O segredo, segundo Gualano, estaria em uma proteína conhecida como GLUT-4, encontrada dentro dos músculos. Em pessoas saudáveis, ela se desloca continuamente do interior para a superfície celular e vice-versa, transportando, nesse caminho, a glicose presente no sangue para dentro dos tecidos. Nos diabéticos tipo 2, em que a insulina não cumpre direito o seu papel, essa outra proteína, a GLUT-4, também deixa de fazer suas idas e vindas como deveria. E a creatina parece agir exatamente sobre essa segunda substância.
Identificada há longínquos 175 anos pelo químico francês Michel Eugène Chevreul (1786-1889), “a creatina é sintetizada naturalmente nos rins e no fígado e também pode ser obtida pela ingestão de carnes”, explica Getúlio Bernardo Morato Filho, médico do esporte do Centro de Medicina Preventiva e Esportiva, em Brasília. Sua forma em pó, o suplemento, tornou- se popular após o velocista britânico Linford Christie, hoje com 50 anos, creditar sua vitória nos 100 metros rasos na Olimpíada de Barcelona, em 1992, aos efeitos da substância.
“A concentração nas carnes é baixa, cerca de 1 grama por bife, insuficiente para agilizar a performance de atletas de alto rendimento, em que um segundo a mais de atividade intensa pode fazer a grande diferença”, diz Getúlio Filho. A dosagem contida no bife também não é o bastante para assegurar benefícios terapêuticos como o controle glicêmico. Na USP, os pesquisadores conquistaram bons resultados contra o diabete prescrevendo 5 gramas diários de creatina.
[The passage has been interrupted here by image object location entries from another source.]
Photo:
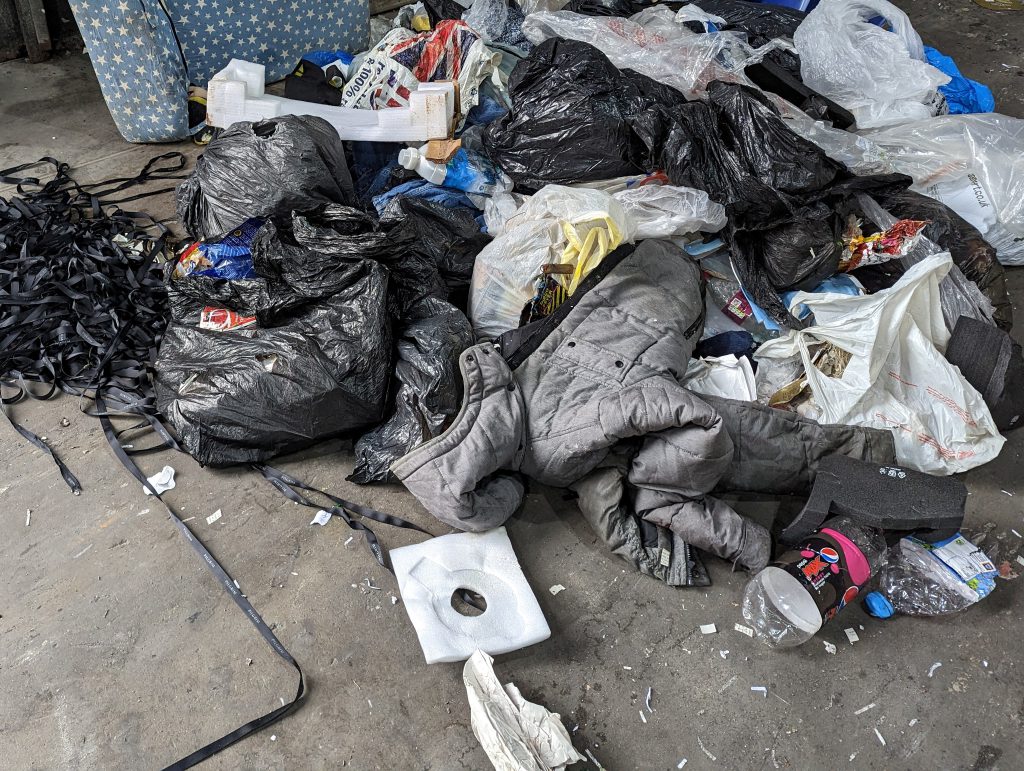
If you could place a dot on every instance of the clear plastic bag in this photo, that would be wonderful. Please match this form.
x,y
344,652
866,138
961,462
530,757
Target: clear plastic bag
x,y
958,295
880,76
918,583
Para ter outros efeitos positivos — existe a suspeita levantada por trabalho da Universidade de Sydney, na Austrália, de que a creatina poderia melhorar a cognição —, estima-se que seria preciso uma quantidade ainda maior da substância. Isso porque 95% da creatina se dirige a células musculares e, em números absolutos, o que sobra para outras regiões do corpo é muito pouco.
Investigações assim despertam a seguinte curiosidade: será que, no futuro, a creatina será ingrediente fundamental de medicamentos contra o diabete e, quem sabe, contra doenças degenerativas do cérebro? Ninguém tem a resposta. “Outros estudos devem ser feitos para aumentar o embasamento científico desses achados”, pondera Jomar Souza, diretor da Sociedade Brasileira de Medicina do Exercício e do Esporte.
“Não podemos ter pressa para não incorrer no erro de prescrever creatina a quem não precisa ou a quem nem sequer deveria utilizá-la”, conclui.